Independent thesis Advanced level (degree of Master (One Year)), 20 credits / 30 HE credits
HSPB5, a small heat shock protein, has been found to be notably up-regulated in brain tissue from parkinsonian rats, as well as post mortem Parkinson’s disease (PD) patients. Recent studies indicate that HSPB5 might have a crucial role in neurological diseases, acting as a protective chaperone or under certain conditions, as a pathogenic factor. It is believed to play a role in the development of levodopa-induced dyskinesia (LID), a severe adverse effect from levodopa (L-DOPA) treatment of PD. One hypothesis is that oligodendrocytes are linked to the progression of LID, a process that might be facilitated by exosome release and excretion of HSPB5 under dopamine and glutamate stimulation.
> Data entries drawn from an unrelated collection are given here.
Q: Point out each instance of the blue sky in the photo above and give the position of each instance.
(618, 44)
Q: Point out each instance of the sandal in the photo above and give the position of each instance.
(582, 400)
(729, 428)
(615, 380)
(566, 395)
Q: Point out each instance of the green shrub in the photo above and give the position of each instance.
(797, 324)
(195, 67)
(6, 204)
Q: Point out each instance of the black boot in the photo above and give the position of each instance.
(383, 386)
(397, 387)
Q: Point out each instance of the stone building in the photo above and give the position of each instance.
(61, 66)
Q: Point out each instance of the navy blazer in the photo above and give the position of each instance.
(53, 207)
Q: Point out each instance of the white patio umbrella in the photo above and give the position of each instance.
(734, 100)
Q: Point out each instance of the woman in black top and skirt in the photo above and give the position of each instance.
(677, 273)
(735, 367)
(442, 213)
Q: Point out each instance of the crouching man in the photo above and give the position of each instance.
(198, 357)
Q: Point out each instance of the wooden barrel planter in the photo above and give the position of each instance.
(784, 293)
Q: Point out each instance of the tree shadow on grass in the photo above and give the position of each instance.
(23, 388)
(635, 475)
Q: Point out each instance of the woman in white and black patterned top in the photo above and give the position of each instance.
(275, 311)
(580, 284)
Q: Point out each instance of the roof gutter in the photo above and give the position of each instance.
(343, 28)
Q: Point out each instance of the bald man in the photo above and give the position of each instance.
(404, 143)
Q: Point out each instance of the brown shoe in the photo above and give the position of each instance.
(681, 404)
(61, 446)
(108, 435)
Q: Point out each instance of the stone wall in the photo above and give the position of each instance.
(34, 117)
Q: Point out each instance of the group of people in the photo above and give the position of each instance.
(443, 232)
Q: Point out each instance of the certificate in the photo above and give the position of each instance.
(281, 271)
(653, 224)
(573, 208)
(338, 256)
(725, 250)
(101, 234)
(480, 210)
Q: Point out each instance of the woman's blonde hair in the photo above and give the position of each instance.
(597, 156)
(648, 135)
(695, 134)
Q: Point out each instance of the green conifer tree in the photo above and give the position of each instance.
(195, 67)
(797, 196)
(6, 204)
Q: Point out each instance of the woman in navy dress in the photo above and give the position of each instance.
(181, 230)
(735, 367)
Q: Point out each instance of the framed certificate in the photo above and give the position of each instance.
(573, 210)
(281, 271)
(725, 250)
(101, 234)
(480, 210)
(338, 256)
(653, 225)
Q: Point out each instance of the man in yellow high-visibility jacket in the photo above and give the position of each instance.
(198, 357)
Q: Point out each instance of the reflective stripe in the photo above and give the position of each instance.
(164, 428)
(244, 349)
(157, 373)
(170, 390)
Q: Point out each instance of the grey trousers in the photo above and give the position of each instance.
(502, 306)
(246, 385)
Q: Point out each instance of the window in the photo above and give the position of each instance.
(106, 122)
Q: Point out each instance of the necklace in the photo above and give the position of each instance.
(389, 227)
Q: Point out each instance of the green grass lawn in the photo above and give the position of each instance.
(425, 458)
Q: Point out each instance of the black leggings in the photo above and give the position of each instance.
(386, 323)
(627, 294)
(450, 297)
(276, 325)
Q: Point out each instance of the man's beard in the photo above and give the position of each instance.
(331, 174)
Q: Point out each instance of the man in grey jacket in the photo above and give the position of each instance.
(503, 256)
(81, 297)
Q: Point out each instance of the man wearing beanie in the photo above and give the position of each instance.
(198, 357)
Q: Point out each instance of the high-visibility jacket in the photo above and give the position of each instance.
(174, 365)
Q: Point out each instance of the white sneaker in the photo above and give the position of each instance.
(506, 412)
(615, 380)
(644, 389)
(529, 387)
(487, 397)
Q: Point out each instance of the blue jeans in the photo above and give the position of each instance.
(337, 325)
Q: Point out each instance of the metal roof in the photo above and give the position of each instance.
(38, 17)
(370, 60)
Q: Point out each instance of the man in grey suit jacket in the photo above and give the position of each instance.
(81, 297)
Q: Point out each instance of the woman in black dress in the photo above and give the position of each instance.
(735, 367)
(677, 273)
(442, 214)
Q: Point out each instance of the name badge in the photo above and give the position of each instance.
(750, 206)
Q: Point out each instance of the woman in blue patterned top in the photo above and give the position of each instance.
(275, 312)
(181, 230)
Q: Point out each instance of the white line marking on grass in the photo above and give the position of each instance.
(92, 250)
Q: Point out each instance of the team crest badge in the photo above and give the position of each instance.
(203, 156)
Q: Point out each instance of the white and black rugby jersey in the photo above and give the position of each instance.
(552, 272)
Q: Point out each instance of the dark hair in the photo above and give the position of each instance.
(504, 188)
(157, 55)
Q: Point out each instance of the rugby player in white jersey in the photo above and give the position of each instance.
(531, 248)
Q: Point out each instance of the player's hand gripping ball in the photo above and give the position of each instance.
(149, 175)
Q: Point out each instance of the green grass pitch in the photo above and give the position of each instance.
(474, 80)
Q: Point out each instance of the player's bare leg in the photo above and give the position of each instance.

The overall aim of this project was to investigate HSPB5s role in the development of L-DOPA-induced dyskinesia. A new method was developed to examine how dopamine and glutamate affects glial cells and exosome release. Primary cortical cell cultures were labeled with fluorescent markers and live cells were analyzed with a High-Content Imaging System after dopamine and glutamate stimulation.
The results indicate that dopamine and glutamate stimulate glial cells to release exosomes, although the new method shows promising potential it needs to be further optimized in order to enable statistical analysis.
Immunocytochemistry on the primary cell cultures revealed large amounts of astrocytes, among other glial cells, meaning that no conclusions can be made whether observed cell effects are carried through oligodendrocytes, or any other specific type of glial cell.